From: Andrii Nakryiko <andrii@kernel.org>
To: linux-trace-kernel@vger.kernel.org, peterz@infradead.org,
mingo@kernel.org
Cc: bpf@vger.kernel.org, linux-kernel@vger.kernel.org,
kernel-team@meta.com, mhocko@kernel.org, rostedt@goodmis.org,
oleg@redhat.com, brauner@kernel.org, glider@google.com,
mhiramat@kernel.org, mathieu.desnoyers@efficios.com,
akpm@linux-foundation.org, Andrii Nakryiko <andrii@kernel.org>
Subject: [PATCH] exit: add trace_task_exit() tracepoint before current->mm is reset
Date: Tue, 1 Apr 2025 11:40:21 -0700 [thread overview]
Message-ID: <20250401184021.2591443-1-andrii@kernel.org> (raw)

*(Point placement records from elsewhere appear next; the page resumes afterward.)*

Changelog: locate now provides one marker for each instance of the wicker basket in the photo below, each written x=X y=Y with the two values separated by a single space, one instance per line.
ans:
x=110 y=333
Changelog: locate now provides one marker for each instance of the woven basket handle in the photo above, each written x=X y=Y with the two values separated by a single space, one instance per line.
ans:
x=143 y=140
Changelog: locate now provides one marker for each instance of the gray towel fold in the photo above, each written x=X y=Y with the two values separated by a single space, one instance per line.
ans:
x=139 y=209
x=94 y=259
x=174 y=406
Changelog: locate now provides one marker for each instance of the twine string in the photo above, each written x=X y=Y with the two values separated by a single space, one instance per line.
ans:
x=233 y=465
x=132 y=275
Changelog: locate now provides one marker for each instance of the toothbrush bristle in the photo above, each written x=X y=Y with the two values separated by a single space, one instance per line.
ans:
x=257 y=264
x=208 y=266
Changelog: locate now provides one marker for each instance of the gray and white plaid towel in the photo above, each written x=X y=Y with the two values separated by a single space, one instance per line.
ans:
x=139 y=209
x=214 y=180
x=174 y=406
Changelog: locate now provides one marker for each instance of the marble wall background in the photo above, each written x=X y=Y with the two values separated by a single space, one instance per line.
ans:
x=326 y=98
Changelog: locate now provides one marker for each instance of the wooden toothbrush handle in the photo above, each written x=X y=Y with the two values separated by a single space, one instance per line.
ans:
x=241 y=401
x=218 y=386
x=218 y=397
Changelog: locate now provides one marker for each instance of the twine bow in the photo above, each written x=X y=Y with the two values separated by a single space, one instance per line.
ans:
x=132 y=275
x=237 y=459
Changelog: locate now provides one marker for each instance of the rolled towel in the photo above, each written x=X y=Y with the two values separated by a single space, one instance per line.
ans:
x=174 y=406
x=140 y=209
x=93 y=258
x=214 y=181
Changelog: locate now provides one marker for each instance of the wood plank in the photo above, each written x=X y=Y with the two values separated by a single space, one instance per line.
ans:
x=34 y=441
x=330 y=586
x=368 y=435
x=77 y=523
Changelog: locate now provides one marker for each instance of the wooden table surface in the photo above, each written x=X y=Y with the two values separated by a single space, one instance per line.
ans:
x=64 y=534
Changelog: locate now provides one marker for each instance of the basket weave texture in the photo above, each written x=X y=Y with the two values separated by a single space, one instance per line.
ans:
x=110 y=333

It is useful to be able to access current->mm to, say, record a bunch of
VMA information right before the task exits (e.g., for stack
symbolization reasons when dealing with short-lived processes that exit
in the middle of profiling session). We currently do have
trace_sched_process_exit() in the exit path, but it is called a bit too
late, after exit_mm() resets current->mm to NULL, which makes it
unsuitable for inspecting and recording task's mm_struct-related data
when tracing process lifetimes.
There is a particularly suitable place, though, right after
taskstats_exit() is called, but before we do exit_mm(). taskstats
performs a similar kind of accounting that some applications do with
BPF, and so co-locating them seems like a good fit.
Moving trace_sched_process_exit() a bit earlier would solve this problem
as well, and I'm open to that. But this might potentially change its
semantics a little, and so instead of risking that, I went for adding
a new trace_task_exit() tracepoint instead. Tracepoints have zero
overhead at runtime, unless actively traced, so this seems acceptable.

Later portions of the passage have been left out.